In an NSX-T environment cloned VMs are unable to connect to the network
book
Article ID: 317802
calendar_today
Updated On:
Products
VMware NSX
Issue/Introduction
Symptoms: In an NSX-T environment the following symptoms are observed:
A newly deployed VM cannot connect to the network.
The VM deployment mechanism involved a clone operation. This could be a manual deployment or from an automated provisioning platform/tool such as vRealize Automation.
The following errors are seen in the ESXi logs:
hostd.log: 2019-01-21T17:41:21.912Z info hostd[11D81B70] [Originator@6876 sub=Vimsvc.ha-eventmgr] Event 118 : Error message on vm on esxi in ha-datacenter: Failed to connect virtual device 'Ethernet0'.
vmware.log: 2019-01-21T17:41:21.769Z| vmx| I125: VMXNET3 user: failed to connect Ethernet0 to network 0d95a802-1dc8-4434-####-###########. 2019-01-21T17:41:21.769Z| vmx| I125: [msg.device.badconnect] Failed to connect virtual device 'Ethernet0'.
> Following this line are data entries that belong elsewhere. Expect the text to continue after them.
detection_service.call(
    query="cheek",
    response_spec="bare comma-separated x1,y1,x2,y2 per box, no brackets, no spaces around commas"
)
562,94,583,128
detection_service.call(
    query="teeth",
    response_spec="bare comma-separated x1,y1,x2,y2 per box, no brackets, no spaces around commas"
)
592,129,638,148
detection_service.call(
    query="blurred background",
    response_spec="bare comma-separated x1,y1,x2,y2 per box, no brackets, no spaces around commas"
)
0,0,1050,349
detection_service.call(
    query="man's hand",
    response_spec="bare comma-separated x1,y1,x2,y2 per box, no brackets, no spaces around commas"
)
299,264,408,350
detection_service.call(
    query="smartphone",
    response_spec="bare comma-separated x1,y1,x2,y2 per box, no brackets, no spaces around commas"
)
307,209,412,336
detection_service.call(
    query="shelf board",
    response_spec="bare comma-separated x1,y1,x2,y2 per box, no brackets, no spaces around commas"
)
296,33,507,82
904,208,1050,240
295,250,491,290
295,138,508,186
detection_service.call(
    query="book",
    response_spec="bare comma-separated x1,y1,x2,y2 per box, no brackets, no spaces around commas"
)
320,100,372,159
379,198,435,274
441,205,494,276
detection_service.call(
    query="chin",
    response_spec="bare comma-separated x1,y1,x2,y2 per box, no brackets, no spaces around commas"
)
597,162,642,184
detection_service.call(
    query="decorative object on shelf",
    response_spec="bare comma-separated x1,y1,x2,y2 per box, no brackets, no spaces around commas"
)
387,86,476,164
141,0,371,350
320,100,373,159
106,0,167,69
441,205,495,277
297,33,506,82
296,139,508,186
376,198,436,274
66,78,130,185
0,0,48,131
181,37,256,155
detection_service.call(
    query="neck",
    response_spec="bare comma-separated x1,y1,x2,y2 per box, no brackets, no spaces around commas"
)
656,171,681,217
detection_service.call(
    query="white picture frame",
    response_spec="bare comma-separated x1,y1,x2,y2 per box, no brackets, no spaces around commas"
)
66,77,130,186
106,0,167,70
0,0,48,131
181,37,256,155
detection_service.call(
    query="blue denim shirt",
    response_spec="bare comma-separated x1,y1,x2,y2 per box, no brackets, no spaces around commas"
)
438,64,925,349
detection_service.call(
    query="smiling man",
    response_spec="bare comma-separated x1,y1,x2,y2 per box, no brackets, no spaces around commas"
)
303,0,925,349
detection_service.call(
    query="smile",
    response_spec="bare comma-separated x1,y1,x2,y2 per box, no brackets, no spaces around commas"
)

vmkernel.log 2019-01-21T17:41:21:52.209Z cpu20:683363 opID=55b9b200)NetPort: 3203: blocking traffic on DV port ad9ecc75-87a8-4997-####-########### 2019-01-21T17:41:21:41.326Z cpu218:696440)NetPort: 3203: blocking traffic on DV port ad9ecc75-87a8-4997-####-###########
net-dvs output on the ESXi shows the port as blocked
Note: The preceding log excerpts are only examples. Date, time, and environmental variables may vary depending on your environment.
Environment
VMware NSX-T Data Center
Cause
The vmx file, which is the configuration file of a VM, contains information about how that VM connects to the network. In an NSX-T environment you will see entries similar to this sample output:
“opaqueNetwork.id” is the UUID of the NSX logical switch “externalId” is the UUID of the VIF that the VM is using to connect to the logical switch
Whenever a VM connects to an NSX logical switch, the VIF and switch ID are stored in the vmx file. Each VM vNIC should have a unique VIF. There is a known issue in vSphere that results in a VM’s VIF not being removed during vNIC edits or clone operations.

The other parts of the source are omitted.